If you want wars to be more frequent, but not an always-happening sort of thing, you can set Ethics for each Civ to hold more extreme differences. The df wiki page on Ethics has a helpful chart to compare point values for that.
If you want specific groups of civs (ie. Dwarf + Humans vs Goblins + Elves or something) to go to war with one another more frequently, you can use tags like BABYSNATCHER and/or ITEM_THIEF to prevent friendships along a certain line. These tags work together and separately: Let's say Civs 1-3 have neither BABYSNATCHER or ITEM_THIEF, Civs 2-5 have only BABYSNATCHER and Civ 6 has both BABYSNATCHER and ITEM_THIEF. Civs 1-3 will be hostile (and thus inclined to go to war) with all civs who have either BABYSNATCHER or ITEM_THIEF -- so 1-3 will be hostile to 2-6. Civs 2-5 will be hostile towards anyone who does
not have BABYSNATCHER or anyone who
does have ITEM_THIEF -- so they are hostile to Civs 1-3 and Civ 6. Civ 6 will be hostile towards anyone who does
not have BABYSNATCHER
and does
not have ITEM_THIEF -- civs 1-5, therefor.
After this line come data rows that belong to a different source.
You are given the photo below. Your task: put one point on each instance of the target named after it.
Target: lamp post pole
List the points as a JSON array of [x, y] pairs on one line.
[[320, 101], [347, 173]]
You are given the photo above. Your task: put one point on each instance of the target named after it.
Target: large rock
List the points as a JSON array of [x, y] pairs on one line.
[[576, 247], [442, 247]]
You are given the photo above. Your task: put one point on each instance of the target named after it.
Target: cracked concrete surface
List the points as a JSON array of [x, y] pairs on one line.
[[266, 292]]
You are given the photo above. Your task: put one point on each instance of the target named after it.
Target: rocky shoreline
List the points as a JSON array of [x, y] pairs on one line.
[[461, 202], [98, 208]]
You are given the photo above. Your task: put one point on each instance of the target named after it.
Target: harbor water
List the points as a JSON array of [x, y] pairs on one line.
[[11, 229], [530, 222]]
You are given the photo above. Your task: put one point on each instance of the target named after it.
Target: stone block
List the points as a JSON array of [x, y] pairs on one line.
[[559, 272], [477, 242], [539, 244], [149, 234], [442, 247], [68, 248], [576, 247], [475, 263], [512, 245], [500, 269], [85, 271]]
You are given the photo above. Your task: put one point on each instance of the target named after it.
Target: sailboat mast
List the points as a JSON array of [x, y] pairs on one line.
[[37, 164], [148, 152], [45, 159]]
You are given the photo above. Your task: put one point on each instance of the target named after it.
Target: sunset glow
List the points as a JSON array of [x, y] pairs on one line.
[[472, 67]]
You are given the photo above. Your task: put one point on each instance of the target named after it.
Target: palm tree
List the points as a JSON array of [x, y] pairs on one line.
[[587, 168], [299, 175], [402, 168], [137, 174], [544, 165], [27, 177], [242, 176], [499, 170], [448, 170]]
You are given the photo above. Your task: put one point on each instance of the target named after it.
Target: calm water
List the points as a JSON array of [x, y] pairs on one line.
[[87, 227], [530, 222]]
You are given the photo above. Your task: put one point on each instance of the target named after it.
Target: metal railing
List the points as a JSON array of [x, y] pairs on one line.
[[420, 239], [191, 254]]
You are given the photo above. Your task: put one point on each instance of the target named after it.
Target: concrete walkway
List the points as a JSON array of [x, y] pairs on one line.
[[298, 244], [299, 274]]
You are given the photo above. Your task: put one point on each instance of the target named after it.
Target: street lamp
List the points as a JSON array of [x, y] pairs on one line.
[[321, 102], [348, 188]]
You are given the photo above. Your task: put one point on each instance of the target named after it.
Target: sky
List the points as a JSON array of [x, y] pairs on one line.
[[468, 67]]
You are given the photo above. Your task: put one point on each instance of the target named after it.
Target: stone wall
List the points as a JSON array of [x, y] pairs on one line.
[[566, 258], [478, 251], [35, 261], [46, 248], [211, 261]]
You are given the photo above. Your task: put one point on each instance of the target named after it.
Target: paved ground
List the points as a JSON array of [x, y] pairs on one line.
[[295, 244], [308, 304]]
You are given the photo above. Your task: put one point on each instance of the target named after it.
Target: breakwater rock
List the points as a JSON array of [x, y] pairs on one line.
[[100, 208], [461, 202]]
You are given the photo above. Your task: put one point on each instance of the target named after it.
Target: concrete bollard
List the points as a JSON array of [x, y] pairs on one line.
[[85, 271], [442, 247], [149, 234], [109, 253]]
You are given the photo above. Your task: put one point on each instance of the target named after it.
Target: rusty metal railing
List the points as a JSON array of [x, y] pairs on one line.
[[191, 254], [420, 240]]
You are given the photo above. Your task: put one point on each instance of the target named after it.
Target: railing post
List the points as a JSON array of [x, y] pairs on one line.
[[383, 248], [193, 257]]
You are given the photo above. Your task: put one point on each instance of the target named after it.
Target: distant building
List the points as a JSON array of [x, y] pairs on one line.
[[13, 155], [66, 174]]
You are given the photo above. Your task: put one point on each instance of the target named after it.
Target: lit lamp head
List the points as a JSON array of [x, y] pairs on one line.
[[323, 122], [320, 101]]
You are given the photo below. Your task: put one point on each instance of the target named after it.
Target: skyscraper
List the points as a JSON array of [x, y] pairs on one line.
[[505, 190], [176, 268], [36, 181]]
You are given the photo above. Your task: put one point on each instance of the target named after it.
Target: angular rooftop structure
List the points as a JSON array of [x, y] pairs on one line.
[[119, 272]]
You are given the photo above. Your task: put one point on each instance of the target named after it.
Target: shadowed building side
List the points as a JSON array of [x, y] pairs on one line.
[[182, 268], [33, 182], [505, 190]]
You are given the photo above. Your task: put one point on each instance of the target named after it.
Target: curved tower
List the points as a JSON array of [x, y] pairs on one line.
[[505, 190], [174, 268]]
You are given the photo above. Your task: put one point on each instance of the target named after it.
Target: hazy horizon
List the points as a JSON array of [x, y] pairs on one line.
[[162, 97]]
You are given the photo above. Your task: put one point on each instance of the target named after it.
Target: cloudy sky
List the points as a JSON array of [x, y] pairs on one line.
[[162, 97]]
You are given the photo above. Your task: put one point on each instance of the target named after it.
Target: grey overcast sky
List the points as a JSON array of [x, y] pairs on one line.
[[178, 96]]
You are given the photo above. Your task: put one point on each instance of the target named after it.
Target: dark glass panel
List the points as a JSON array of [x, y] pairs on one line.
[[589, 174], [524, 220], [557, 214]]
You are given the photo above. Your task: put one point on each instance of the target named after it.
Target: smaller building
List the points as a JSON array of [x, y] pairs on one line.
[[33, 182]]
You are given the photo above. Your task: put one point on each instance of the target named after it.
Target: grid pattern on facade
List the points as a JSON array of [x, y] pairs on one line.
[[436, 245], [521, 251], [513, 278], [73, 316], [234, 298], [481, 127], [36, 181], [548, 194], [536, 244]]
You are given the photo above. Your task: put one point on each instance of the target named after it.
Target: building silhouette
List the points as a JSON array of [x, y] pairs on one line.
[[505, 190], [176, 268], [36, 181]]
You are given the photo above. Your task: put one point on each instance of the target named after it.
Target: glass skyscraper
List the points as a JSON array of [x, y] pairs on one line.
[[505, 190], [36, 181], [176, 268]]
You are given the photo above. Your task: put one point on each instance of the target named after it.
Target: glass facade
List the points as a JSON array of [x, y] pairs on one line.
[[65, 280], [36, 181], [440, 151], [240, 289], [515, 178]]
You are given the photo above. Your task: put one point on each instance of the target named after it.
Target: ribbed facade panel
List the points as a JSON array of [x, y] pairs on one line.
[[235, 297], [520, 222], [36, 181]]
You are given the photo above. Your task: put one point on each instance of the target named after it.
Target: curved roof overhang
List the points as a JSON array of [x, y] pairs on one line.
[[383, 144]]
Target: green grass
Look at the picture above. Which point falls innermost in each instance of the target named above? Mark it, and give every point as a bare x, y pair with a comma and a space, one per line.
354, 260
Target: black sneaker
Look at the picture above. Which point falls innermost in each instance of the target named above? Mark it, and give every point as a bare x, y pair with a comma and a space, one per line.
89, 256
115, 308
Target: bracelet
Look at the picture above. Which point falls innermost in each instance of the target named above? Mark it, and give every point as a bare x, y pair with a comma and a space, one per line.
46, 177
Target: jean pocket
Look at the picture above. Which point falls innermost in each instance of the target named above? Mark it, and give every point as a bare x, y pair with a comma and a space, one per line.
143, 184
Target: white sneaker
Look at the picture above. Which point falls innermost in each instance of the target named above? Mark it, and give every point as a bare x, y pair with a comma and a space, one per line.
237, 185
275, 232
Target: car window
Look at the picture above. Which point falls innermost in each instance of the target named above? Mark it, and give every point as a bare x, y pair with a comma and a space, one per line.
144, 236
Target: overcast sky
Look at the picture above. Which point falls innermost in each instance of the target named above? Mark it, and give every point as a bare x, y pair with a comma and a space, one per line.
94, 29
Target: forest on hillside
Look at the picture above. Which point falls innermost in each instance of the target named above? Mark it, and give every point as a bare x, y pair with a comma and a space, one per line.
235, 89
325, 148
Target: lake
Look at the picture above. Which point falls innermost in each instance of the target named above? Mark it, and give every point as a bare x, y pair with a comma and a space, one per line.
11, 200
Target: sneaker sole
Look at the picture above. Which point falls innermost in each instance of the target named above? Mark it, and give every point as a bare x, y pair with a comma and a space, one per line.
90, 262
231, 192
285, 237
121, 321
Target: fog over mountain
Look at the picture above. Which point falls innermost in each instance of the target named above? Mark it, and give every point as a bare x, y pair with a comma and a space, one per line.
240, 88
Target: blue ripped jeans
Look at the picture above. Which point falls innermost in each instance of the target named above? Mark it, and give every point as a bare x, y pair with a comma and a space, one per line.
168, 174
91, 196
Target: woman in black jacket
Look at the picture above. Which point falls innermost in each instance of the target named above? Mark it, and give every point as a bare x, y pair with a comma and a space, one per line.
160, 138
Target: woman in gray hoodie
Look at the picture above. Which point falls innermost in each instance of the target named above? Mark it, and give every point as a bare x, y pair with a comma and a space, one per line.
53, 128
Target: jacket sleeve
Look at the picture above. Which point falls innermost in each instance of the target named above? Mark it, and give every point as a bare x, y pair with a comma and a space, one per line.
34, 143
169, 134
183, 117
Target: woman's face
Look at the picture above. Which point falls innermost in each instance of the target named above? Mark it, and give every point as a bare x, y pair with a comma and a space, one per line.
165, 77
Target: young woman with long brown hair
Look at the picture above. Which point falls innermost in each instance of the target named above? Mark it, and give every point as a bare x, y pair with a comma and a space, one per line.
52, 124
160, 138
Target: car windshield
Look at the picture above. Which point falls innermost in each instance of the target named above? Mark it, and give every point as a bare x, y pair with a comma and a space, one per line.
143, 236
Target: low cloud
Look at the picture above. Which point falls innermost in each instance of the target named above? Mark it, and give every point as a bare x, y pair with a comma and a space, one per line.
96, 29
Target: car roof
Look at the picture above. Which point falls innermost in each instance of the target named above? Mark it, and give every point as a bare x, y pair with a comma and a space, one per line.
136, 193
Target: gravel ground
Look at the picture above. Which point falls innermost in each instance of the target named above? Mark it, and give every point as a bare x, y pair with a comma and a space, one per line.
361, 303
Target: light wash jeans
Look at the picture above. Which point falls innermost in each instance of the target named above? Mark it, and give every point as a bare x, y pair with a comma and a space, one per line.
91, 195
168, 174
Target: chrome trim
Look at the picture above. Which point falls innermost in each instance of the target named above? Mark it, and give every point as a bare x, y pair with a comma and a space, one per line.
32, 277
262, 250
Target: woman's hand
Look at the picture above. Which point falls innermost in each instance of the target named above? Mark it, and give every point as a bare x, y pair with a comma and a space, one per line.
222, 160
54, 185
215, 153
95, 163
You can alter the VALUES of each Entity and the FACETS of each creature to make them more inclined to violence. This should, hypothetically at least, encourage warmongering. Things like a high POWER level and a low PEACE level would probably do the trick. Tweak it around a bit to try and get whatever works best.
You can use very specific worldgen parameters in conjunction with entity biomes to force everyone to start in more or less the same area, once they hit the world/civ site limits they'll need to fight to expand. I'm not sure if this actually encourages wars, but having everyone close enough to fight will help remove obstacles to warfare. A smaller map helps with this. Other worldgen stuff that can help (and you can further increase some of these in the entity files): Lower site cap, higher pop cap + higher pop/site cap (results in larger battles, larger armies, etc.).
You can combine the above methods, and while that won't guarantee constant warfare it will contribute to it.
If there is a civilization that you want to
always be at war with
everyone, you can give their creatures the UNINTELLIGIBLE tag. Since they won't be able to communicate, they'll never be able to form peace treaties and any wars they start or have started on them will not end until one side is wiped out. UNINTELLIGIBLE does not create pseudo-factions (true factions/alliances/whatever aren't possible) the same way that BABYSNATCHER and ITEM_THIEF does - UNINTELLIGIBLE kobolds will be hostile to UNINTELLIGIBLE orcs or whathaveyou. CRAZED should accomplish the same goal with the added bonus of being able to talk to the creatures, though I haven't tested it.